Denise Pumain is emeritus professor at the University Paris I Panthéon-Sorbonne, and director of Cybergeo, European Journal of Geography. She was chair of the Commission on Urban Development and Urban Life of the International Geographical Union (1992–2000) and director of the European Research Group “Spatial Simulations for Social Sciences” at CNRS. She specialized in urban modeling and theoretical geography. Her main scientific contribution regards building an evolutionary theory of urban systems and transferring concepts and models from self-organizing complex systems towards social sciences.
She has received several academic awards (e.g., International Prize for Geography Vautrin Lud 2010; Corresponding member of the Austrian Academy of Science; Corresponding Fellow of the British Academy; an honorary doctorate in Lausanne and Liège Universities) and is holder of an ERC Advanced Grant (2010–2016). In her ERC-funded research she is looking at city system dynamics in the world by analyzing and modeling the geographical diversity of cities and systems of cities.
Dr. Elkin Velásquez Monsalve is the director of the Regional Office for the Caribbean and Latin America (ROLAC), UN-Habitat, in Rio de Janeiro. He is co-leading a coalition of regional partners towards enabling the implementation of the New Urban Agenda in LAC, particularly promoting a new Ecosystem of Funds for Sustainable Urban Development. Before this appointment in 2013, he served as leader of the Regional and Metropolitan Planning Unit in the Urban Planning and Design Branch at UN-Habitat HQ in Nairobi.He is a native of Colombia. Having studied public administration at the ENA (French National School of Public Administration), he obtained his Ph.D. in geography, specializing in territorial policy and planning, at the University of Grenoble (France). He also did graduate work in engineering at the School of Mines, National University of Colombia in Medellín.

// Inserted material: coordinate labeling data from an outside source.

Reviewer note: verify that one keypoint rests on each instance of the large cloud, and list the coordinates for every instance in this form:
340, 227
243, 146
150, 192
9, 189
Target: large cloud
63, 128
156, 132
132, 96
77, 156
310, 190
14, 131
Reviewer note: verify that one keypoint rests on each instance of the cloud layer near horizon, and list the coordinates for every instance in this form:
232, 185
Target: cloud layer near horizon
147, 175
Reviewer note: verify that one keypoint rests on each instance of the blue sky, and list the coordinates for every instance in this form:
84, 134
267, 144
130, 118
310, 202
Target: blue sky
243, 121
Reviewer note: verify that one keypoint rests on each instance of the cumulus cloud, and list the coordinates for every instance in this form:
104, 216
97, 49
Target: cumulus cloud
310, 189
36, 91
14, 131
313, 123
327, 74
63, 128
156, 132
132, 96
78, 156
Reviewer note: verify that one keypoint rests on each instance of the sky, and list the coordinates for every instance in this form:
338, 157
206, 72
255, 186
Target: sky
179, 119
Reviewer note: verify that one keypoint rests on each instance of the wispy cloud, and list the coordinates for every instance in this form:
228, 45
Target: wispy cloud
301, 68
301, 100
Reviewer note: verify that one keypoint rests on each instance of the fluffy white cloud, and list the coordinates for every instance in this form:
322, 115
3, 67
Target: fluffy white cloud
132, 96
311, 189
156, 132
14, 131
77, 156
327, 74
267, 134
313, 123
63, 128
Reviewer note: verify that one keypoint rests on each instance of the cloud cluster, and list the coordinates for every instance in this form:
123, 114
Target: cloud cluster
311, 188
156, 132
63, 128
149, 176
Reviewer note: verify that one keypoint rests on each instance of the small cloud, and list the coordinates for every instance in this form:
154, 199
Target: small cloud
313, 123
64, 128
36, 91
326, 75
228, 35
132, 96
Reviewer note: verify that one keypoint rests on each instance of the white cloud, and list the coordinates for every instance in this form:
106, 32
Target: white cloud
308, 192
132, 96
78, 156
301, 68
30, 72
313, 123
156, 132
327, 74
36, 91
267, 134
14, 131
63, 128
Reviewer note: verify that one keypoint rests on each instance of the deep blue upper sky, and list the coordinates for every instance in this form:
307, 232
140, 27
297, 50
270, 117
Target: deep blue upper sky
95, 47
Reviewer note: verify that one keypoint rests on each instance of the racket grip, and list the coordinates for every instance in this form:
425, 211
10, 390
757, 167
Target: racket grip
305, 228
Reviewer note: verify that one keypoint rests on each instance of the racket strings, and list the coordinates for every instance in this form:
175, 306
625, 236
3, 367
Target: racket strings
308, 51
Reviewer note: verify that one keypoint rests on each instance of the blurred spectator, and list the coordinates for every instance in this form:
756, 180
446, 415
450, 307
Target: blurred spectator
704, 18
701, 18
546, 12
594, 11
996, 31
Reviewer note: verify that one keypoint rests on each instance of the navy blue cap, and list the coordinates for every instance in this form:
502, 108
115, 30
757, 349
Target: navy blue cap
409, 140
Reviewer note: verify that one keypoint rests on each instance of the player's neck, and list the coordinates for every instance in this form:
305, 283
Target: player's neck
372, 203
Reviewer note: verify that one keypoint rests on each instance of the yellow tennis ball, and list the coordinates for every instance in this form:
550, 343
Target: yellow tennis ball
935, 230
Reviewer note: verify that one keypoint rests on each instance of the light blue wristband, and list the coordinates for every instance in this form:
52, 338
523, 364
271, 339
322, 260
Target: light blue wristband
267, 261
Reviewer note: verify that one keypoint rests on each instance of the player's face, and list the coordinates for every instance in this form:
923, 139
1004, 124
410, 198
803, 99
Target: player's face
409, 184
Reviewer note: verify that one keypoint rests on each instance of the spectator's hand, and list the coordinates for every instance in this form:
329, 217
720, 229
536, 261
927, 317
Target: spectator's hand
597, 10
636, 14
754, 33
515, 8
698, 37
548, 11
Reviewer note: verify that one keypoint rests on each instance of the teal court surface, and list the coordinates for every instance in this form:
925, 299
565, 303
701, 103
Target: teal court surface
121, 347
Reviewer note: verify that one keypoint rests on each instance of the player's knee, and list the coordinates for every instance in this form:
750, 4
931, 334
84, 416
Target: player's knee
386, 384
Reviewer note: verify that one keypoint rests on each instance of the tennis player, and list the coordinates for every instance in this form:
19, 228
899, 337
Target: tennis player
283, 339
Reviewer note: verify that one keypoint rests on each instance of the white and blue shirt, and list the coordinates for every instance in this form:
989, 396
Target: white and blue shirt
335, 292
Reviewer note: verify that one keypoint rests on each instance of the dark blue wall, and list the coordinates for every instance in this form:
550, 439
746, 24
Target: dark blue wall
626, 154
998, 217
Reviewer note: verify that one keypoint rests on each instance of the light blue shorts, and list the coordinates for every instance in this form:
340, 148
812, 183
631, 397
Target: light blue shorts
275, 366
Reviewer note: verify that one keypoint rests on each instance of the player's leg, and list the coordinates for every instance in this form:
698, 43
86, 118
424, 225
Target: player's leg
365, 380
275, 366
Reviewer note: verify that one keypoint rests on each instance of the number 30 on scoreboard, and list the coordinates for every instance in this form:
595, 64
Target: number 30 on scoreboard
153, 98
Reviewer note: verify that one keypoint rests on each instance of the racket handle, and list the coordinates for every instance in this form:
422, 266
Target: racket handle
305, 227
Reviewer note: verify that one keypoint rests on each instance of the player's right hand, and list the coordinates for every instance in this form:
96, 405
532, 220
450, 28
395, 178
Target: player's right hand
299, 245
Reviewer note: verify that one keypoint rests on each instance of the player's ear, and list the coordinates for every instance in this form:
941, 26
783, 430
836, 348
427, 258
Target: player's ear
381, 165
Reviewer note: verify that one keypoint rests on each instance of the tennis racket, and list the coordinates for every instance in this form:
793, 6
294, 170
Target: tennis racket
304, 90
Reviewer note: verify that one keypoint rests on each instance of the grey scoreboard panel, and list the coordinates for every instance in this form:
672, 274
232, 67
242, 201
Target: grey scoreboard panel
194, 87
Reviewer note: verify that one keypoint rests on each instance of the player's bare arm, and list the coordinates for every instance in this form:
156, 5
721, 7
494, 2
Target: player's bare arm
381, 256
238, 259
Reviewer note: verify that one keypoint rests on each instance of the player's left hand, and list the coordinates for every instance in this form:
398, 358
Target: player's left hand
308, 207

Since 2009 he has led important global programs: He was UN-Habitat senior manager in the Nairobi HQ. In addition to work with the Regional and Metropolitan Planning Unit, he was chief of the Urban Governance Section from 2010 to 2011, and he was coordinator of the Safer Cities Program from 2009 to 2011. He also was responsible for the Gender Unit and established the flagship Initiative on National Urban Policies.His vast experience includes working in Argentina, Bolivia, Canada, Chile, Colombia, Ecuador, El Salvador, France, West Indies, Mexico, Nicaragua, Peru, and Venezuela. He also extensively backstopped and advised on projects in Africa and Asia on the New Urban Agenda, particularly on metropolitan planning and a new generation of national urban policies.
This book reviews the recent evolutions of cities in the world according to entirely revised theoretical fundamentals of urban systems. It relies on a vision of cities sharing common dynamic features as co-evolving entities in complex systems. Systems of cities that are interdependent in their evolutions are characterized in the context of that dynamics. They are identified on various geographical scales—worldwide, regional, or national. Each system exhibits peculiarities that are related to its demographic, economic, and geopolitical history, and that are underlined by the systematic comparison of continental and regional urban systems, following a common template throughout the book. Multi-scale urban processes, whether local (one city), or within national systems (systems of cities), or linked to the expansion of transnational networks (towards global urban systems) throughout the world over the period 1950–2010 are deeply analyzed in 16 chapters. This global overview challenges urban governance for designing policies facing globalization and the subsequent ecological transition. The answers, which emerge from the diversity of situations in the world, add some reflections on and recommendations to the “urban system framework” proposed in the Habitat III agenda.